My card number is 4216-***, expiry ** and CVV ***: How Bold Care co-founder’s ‘stunt’ may have broken ‘basic’ rule of RBI ‘Kehta Hai’

Earlier this week, Bold Care co-founder Rahul Krishnan shared his debit card details including expiry and CVV online. He went on to promise that he will also share OTPs for people to make transactions. “my card number is 4216-8701-5010-2349 the expiration date is 12/30 the security code is 207 happy sextember everyone! 🥳🥳,” wrote Krishnan in a post on X, formerly Twitter.He did set a transaction limit of less than Rs 1000.

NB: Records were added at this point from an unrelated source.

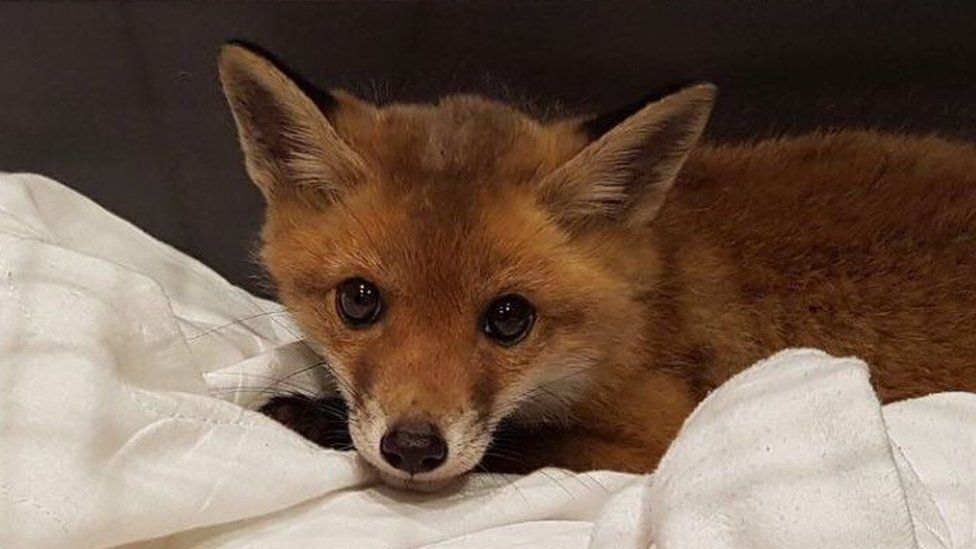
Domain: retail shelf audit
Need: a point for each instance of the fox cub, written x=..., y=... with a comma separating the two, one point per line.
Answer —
x=465, y=268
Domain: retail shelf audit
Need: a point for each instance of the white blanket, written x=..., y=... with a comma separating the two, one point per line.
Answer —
x=127, y=370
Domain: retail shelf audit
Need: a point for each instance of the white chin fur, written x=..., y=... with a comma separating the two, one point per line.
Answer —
x=416, y=485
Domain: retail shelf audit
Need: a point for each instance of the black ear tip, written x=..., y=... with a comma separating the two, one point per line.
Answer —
x=596, y=126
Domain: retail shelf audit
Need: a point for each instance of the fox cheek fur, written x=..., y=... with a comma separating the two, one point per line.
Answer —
x=445, y=208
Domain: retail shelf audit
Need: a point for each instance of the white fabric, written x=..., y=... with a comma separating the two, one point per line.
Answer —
x=126, y=371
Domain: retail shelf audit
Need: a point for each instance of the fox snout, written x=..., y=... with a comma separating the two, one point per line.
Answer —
x=414, y=447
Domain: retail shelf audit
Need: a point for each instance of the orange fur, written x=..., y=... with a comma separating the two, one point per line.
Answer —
x=854, y=242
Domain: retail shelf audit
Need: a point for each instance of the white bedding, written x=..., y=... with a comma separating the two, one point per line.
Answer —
x=121, y=421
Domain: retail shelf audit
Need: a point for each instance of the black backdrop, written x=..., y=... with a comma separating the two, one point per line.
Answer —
x=120, y=101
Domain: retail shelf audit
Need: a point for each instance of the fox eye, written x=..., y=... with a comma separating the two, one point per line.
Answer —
x=508, y=319
x=358, y=302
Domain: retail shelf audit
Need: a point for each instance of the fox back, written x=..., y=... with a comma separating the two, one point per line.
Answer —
x=464, y=266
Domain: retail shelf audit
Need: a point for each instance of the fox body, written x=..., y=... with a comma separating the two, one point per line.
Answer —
x=463, y=265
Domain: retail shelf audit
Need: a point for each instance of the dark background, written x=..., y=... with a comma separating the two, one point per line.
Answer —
x=120, y=101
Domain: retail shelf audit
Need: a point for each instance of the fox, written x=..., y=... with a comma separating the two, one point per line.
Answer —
x=495, y=290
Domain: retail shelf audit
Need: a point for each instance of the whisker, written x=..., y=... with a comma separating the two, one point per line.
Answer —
x=234, y=323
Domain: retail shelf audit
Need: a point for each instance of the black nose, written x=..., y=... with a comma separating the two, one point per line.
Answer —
x=414, y=447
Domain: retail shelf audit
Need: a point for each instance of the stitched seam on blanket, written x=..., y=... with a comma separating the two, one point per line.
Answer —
x=901, y=481
x=27, y=500
x=133, y=393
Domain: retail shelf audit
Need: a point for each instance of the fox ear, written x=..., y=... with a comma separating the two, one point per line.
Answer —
x=626, y=173
x=288, y=142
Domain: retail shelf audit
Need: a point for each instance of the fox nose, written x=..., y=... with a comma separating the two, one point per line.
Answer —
x=414, y=447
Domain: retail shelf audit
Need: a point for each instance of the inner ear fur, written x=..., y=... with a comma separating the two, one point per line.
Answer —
x=289, y=144
x=626, y=172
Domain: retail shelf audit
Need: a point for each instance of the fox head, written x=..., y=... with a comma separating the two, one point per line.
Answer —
x=459, y=263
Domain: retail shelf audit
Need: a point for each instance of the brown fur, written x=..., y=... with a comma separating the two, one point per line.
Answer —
x=857, y=243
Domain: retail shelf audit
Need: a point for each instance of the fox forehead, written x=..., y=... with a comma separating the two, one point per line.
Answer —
x=460, y=140
x=429, y=244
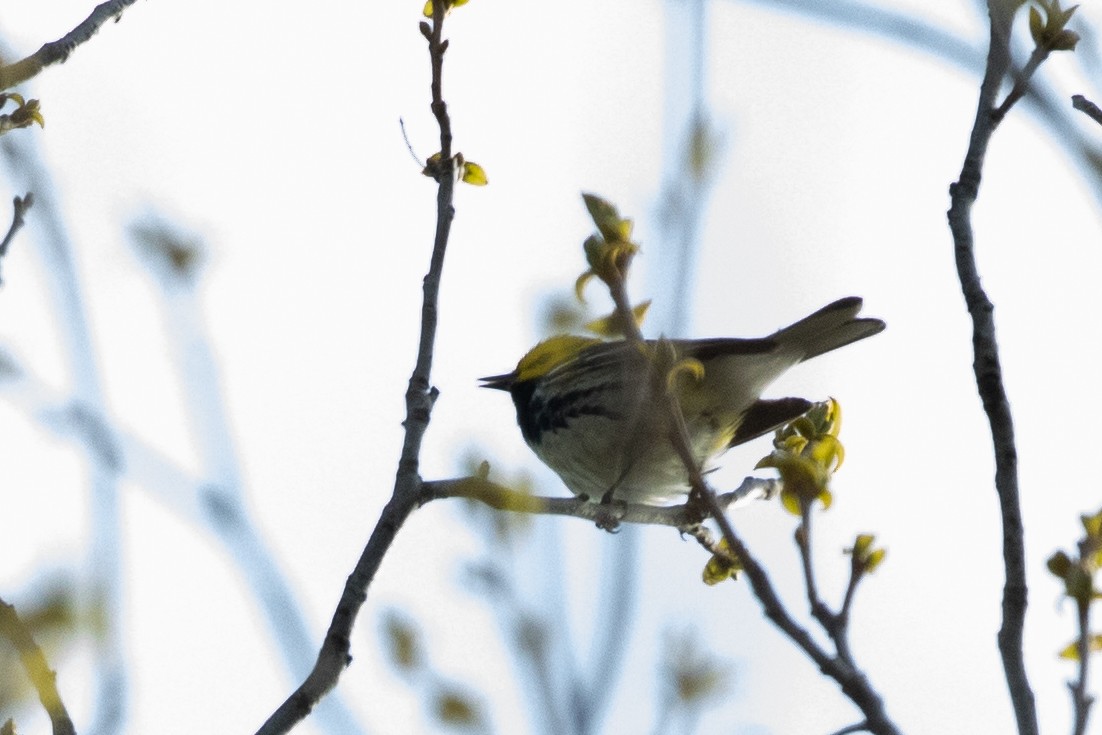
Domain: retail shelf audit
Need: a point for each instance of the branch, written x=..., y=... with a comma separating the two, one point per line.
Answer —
x=38, y=669
x=334, y=655
x=1087, y=107
x=503, y=498
x=987, y=369
x=1081, y=699
x=56, y=52
x=20, y=206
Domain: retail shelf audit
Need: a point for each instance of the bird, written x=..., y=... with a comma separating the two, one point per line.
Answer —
x=592, y=411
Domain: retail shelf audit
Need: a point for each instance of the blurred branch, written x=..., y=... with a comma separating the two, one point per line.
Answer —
x=20, y=206
x=38, y=669
x=87, y=404
x=175, y=258
x=334, y=655
x=987, y=368
x=202, y=504
x=56, y=52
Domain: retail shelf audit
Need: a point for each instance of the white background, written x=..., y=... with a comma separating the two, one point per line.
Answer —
x=271, y=131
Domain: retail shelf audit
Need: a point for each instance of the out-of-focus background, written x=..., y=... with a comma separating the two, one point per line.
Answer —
x=151, y=420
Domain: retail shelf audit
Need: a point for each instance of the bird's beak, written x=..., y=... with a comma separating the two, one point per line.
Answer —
x=499, y=381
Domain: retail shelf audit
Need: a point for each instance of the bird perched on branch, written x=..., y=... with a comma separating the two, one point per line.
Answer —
x=598, y=412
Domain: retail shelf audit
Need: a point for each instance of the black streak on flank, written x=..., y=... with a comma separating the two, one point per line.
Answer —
x=537, y=414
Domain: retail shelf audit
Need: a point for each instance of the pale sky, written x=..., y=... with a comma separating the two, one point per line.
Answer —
x=273, y=136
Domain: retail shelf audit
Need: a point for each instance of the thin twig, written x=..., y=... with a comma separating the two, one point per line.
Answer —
x=1083, y=105
x=987, y=370
x=1021, y=82
x=1081, y=699
x=38, y=669
x=20, y=205
x=504, y=498
x=334, y=656
x=56, y=52
x=857, y=727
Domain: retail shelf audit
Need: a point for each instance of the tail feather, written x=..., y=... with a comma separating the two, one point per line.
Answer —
x=832, y=326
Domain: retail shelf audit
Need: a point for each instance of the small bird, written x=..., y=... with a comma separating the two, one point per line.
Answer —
x=592, y=411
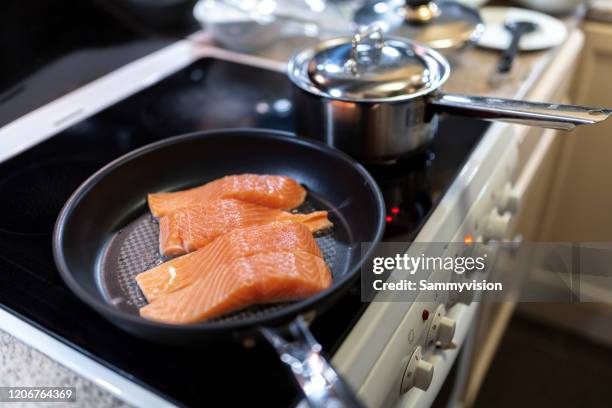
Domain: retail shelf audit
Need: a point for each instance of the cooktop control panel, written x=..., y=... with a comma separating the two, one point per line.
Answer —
x=409, y=365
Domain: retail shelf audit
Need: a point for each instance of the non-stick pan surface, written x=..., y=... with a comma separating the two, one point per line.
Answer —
x=105, y=235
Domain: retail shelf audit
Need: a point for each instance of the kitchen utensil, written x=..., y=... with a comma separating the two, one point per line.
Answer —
x=550, y=33
x=378, y=99
x=517, y=29
x=551, y=6
x=446, y=26
x=104, y=236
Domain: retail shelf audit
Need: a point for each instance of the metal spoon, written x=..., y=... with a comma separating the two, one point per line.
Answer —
x=517, y=29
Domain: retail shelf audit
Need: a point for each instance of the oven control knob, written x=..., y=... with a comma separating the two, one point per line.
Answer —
x=418, y=373
x=442, y=329
x=508, y=199
x=496, y=225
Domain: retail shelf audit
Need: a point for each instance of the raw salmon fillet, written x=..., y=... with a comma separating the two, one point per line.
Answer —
x=272, y=191
x=183, y=271
x=192, y=228
x=261, y=278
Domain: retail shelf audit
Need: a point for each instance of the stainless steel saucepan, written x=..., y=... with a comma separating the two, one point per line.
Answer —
x=378, y=99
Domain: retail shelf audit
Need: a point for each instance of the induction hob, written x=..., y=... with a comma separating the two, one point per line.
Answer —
x=208, y=94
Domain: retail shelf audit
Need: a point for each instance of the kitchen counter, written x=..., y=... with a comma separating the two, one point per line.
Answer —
x=20, y=365
x=600, y=10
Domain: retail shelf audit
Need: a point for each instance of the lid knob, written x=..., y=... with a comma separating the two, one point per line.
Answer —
x=369, y=56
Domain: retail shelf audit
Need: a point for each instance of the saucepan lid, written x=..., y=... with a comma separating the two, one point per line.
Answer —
x=369, y=68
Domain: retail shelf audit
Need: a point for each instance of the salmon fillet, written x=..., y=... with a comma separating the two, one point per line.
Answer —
x=272, y=191
x=183, y=271
x=192, y=228
x=261, y=278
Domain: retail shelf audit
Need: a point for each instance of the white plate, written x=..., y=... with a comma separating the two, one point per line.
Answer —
x=550, y=32
x=474, y=3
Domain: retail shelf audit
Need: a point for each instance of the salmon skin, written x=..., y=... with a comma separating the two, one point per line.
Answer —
x=261, y=278
x=192, y=228
x=183, y=271
x=272, y=191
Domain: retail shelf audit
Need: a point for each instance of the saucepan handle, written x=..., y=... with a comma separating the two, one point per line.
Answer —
x=320, y=382
x=547, y=115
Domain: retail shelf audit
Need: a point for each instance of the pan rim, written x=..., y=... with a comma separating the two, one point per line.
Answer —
x=286, y=313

Little doubt his post went viral. From the posts shared online, people used his the card details to make purchases of up to Rs 1,000 across online platforms: From Grofers to Swiggy, Amazon, Meesho and Zomato. There were also some who reportedly tried their luck at transactions bigger than Rs 1000, but yes didn’t succeed,
‘Santa Claus act’ vs “RBI Kehta Hai”
Rahul Krishnan has not revealed the reason behind his Santa Claus act or should we call it the ‘Bold stunt’. However, as many social media users pointed out in their comments: What appears to be a marketing campaign for Bold Care breached basic credit card security rules: Do not share Passwords, PIN, OTP, CVV, Card details with anyone
Since almost a decade India’s apex bank has been running a campaign “RBI Kehta Hai” which aims to sensitise bank users to NOT share their ATM/credit/debit card PINs, OTP, CVV and UPI-PIN with anyone whatsoever. While ‘RBI Kehta Hai’ is an initiative of the Reserve Bank of India to educate the public about its regulations which are aimed at enhancing the quality of customer service in Banks, one of its key message is also to make banking customers aware against financial frauds.
To drill the message Reserve Bank of India has roped in celebrities across industries, including Bollywood superstar Amitabh Bachchan, cricketer.
Some users wrote in comments that what Krishnan did is a criminal offence under RBI. While sharing OTP is not a criminal offence, customers lose almost all their right to contest a financial fraud after they have shared the OTP. In a country where financial digital illiteracy is still quite low and OTP/UPI PIN cyber frauds rampant, such ‘Bold stunts’ may not be the right message to send.
Indians lost over Rs 1,750 crore to cybercrime in first 4 months of 2024 – and counting
To give some numbers to how grave the cybercrime problem in India is: Indians lost more than Rs 1,750 crore to cyber criminals in the first four months of 2024 with over 7 lakh 40 thousand cybercrime complaints being registered on the National Cybercrime Reporting Portal run by the ministry of home affairs between January to April 2024. According to Indian Cyber Crime Coordination Centre (I4C), on an average 7,000 cybercrime complaints were registered per day in May 2024, a jump of 113.7% between 2021-2023 and 60.9% from 2022-2023, and 85%of them were financial online frauds. Those unaware, I4C is a body established by the MHA to provide a framework for law enforcement agencies to deal with cybercrime.